The nonprofit worries that uncontrolled OHV use will lead to noise and dust pollution and damage to soil and vegetation.
The Wilderness Society also objected. “For more than 50 years, common-sense safeguards have helped land managers reduce conflicts, protect clean water and wildlife habitat, and make sure public lands can be enjoyed by everyone. This administration is working to destroy this foundation, which has been in place since Richard Nixon,” Acting President for Federal Policy Alison Flint said in an email.
“This is a cynical attempt to pit public land users against one another while weakening the rules that protect the land itself.

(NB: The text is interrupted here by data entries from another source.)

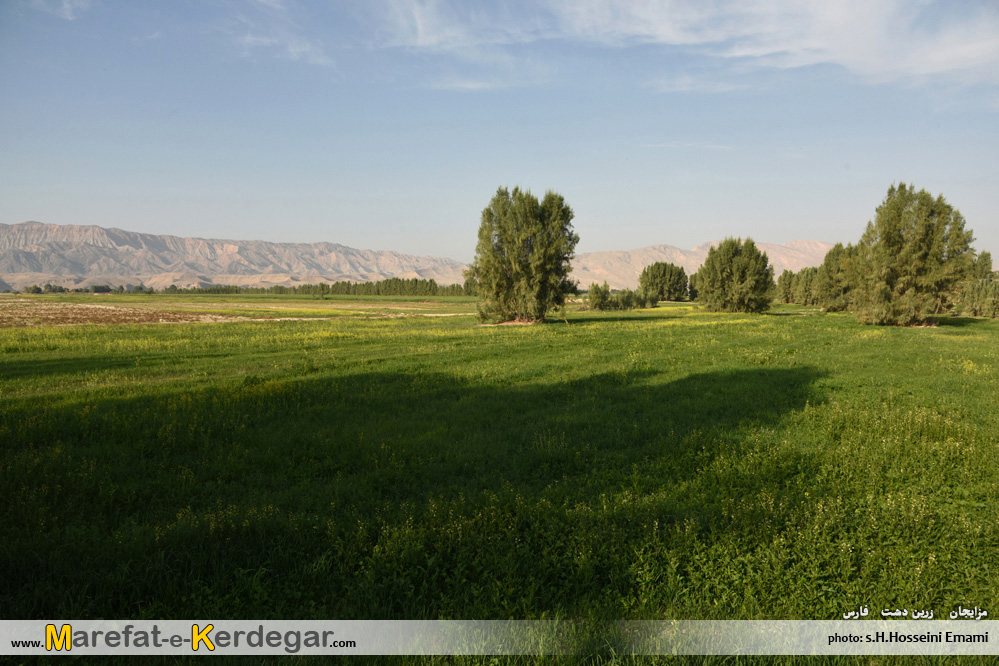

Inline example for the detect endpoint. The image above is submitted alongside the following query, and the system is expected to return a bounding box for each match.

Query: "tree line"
[162,278,475,298]
[15,278,476,298]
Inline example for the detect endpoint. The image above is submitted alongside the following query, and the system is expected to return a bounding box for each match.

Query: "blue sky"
[0,0,999,261]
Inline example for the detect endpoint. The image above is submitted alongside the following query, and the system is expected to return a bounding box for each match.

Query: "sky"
[0,0,999,261]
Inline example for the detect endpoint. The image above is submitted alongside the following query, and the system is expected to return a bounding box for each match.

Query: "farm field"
[0,295,999,663]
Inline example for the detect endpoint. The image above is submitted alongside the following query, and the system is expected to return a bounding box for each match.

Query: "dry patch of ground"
[0,298,239,327]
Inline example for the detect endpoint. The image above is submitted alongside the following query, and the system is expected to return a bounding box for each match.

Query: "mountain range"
[0,222,832,291]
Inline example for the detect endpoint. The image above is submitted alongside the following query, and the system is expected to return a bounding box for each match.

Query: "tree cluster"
[638,261,687,301]
[777,183,995,326]
[466,187,579,322]
[691,238,775,312]
[586,282,659,310]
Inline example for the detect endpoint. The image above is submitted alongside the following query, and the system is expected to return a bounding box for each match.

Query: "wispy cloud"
[232,0,334,67]
[646,141,733,152]
[366,0,999,85]
[28,0,90,21]
[648,74,749,94]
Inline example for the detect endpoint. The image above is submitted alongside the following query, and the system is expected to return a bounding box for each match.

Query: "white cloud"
[379,0,999,87]
[647,141,732,151]
[649,74,749,93]
[233,0,334,67]
[29,0,90,21]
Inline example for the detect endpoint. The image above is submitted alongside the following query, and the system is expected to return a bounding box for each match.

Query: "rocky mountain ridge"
[0,222,832,291]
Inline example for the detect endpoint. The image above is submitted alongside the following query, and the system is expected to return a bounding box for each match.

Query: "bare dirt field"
[0,298,239,327]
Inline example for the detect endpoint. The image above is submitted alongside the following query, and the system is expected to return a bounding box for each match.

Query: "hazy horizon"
[0,0,999,262]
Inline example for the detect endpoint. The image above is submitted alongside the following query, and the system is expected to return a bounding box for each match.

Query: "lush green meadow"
[0,295,999,660]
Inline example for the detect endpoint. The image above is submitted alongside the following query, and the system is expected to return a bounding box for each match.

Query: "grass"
[0,296,999,663]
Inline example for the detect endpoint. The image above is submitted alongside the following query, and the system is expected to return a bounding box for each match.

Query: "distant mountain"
[570,240,832,289]
[0,222,464,289]
[0,222,832,291]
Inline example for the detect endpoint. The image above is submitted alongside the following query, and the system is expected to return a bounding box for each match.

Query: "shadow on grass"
[0,367,820,619]
[932,317,994,328]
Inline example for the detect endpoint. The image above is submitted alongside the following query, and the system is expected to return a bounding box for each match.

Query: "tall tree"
[697,238,776,312]
[853,183,974,326]
[466,187,579,321]
[638,261,687,301]
[812,243,857,312]
[776,268,794,303]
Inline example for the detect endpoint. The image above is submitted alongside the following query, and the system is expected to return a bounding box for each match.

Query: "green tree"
[812,243,857,312]
[971,252,992,280]
[586,281,610,310]
[791,266,819,305]
[466,187,579,321]
[853,183,974,326]
[697,238,776,312]
[776,268,794,303]
[638,261,687,301]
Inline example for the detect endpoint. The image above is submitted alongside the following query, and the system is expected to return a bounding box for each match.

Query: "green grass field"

Our children and grandchildren deserve public lands that are healthy, shared and cared for — not places where decades of balanced management are tossed aside for special interests.”
Recreation advocacy groups, on the other hand, praised Trump’s action. “This is a historic win for every American who values their right to access public lands,” said Ben Burr, executive director of BlueRibbon Coalition, in a press release.
“These 50-year-old executive orders were never codified into law, yet they became the legal foundation for a framework that litigation groups weaponized to lock millions of Americans off trails they’ve used for generations. President Trump’s action today resets the clock on decades of regulatory overreach.”